Atlantic Island Voyage 1998: Azores, 29 September

Captain's Log, 29 Sept 1998, 1200 UTC
Position: 33d 30m north, 19d 14m west

We are now closing on the Madeiran Archipelago, with the island of Porto Santo, our destination, 150 miles to the east. The remnants of Tropical Storm Ivan passed about 350 miles north of us on Sunday, giving us a nice westerly flow of wind for the first day or so, but nothing over 20 knots. We covered 154 miles in our first 24 hours out of Santa Maria, which is our record for this trip. It was a little strange knowing that a tropical storm was in the neighborhood, but having only fair winds, blue skies, and no dip in the barometer. There weren't even any high cirrus clouds, which invariably precede a low pressure system of any kind. All we really got was about 24 hours of oppressive humidity, like summertime in the Caribbean. Now we are alternately wafting along under cruising spinnaker, and motoring through the lulls, just enjoying the fine weather. Yesterday, we hove to in the heat of the day for a swim. The bottom of the boat is remarkably free of growth, for almost 3 months in the water. It is always strange to swim in mid-ocean, with miles of water beneath you; none of us strays very far from the boat. It is a bit like the sensation of being at great height.

Reflections on the Azores: Due to my work schedule, we ended up arriving much later in the season than we would have liked, but got enough of a taste of the islands to feel they would be worth a real visit in the future.

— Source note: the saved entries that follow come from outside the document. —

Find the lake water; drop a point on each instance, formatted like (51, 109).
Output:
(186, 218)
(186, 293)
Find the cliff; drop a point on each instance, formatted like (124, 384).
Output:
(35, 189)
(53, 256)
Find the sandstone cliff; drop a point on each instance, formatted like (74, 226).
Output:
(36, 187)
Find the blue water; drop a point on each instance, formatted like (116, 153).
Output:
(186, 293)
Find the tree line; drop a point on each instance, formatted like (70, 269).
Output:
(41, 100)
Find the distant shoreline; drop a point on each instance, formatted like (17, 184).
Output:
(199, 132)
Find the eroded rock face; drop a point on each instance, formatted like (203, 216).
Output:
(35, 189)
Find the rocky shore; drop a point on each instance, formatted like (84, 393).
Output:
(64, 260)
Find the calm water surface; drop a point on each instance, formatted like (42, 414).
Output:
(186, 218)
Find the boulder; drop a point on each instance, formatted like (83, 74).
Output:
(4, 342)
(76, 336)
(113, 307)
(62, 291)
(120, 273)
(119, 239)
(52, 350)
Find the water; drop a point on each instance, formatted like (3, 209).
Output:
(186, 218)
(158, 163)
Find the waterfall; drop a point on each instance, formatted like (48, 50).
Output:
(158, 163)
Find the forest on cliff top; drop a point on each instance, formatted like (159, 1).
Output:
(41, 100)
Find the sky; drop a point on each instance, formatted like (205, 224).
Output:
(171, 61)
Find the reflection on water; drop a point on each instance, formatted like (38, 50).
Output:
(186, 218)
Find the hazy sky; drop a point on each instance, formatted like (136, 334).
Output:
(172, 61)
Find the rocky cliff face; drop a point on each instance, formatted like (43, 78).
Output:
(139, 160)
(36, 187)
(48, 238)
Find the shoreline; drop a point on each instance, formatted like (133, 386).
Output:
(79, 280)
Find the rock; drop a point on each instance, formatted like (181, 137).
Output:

July and August would be the ideal time, with lots of festivals, and more settled weather. It would also be good to come back with more fluent Portugese. There are a remarkable number of people under 40 who have lived in the US or Canada, and we mostly communicated with them. It is quite common for young people to work outside the Azores for a time to accumulate some capital, then come back and buy land and perhaps a fishing boat. Many of our impressions are therefore filtered through people who have lived much of their lives in North America. With true natives we had very little contact.

There is a kind of small town syndrome at work in all the islands, something like what we see in Maine. Young people bemoan the lack of action, long for the stimulus of city life on the continent, and go to Lisbon or Boston or Toronto; many come back regretting they ever left. We saw other examples of this phenomenon: we had heard that there was an excellent Azorean wine made in Graciosa, but whenever we asked about it people would laugh and say, no, no, you should get wine from the continent, not these local wines. Finally, we did manage to find some, and it was excellent. Sort of reverse marketing. Even on Flores, which easily rivals Maui for charm and stunning physical beauty, most of the people we talked to were a little bemused that anyone would come out of their way to visit the island, which to their eyes was nothing special.

There is an interesting east-west gradient as well. In the west, there is lush vegetation, lots of moisture, a more simple and open friendliness, and villages with houses which are neat, well-maintained and fairly uniform in style, none very opulent. Fishing and farming are active, and appear to dominate the economy. As one goes east, the islands get drier, more tired and exploited-looking, the people more urbane and less friendly. And class differences seem more blatant, with well-demarcated rich neighborhoods and more dilapidated obviously poor neighborhoods. Faial suffered a major earthquake a month before we got there, and people were pretty preoccupied with getting their lives and homes put back together, so it is difficult to say what Faial is normally like. This may account for Horta being less welcoming than usual. And even in Santa Maria, we encountered unexpected warmth and friendliness. The port captain there is keen on having more visiting yachts, which he views as a mark of prestige for the island. He was 
ludicrously cordial, even to the point of saying I spoke excellent Portugese--Ha,ha.. So, generalities are dangerous. But, overall, a fascinating place, and we are glad we were able to at least scratch the surface.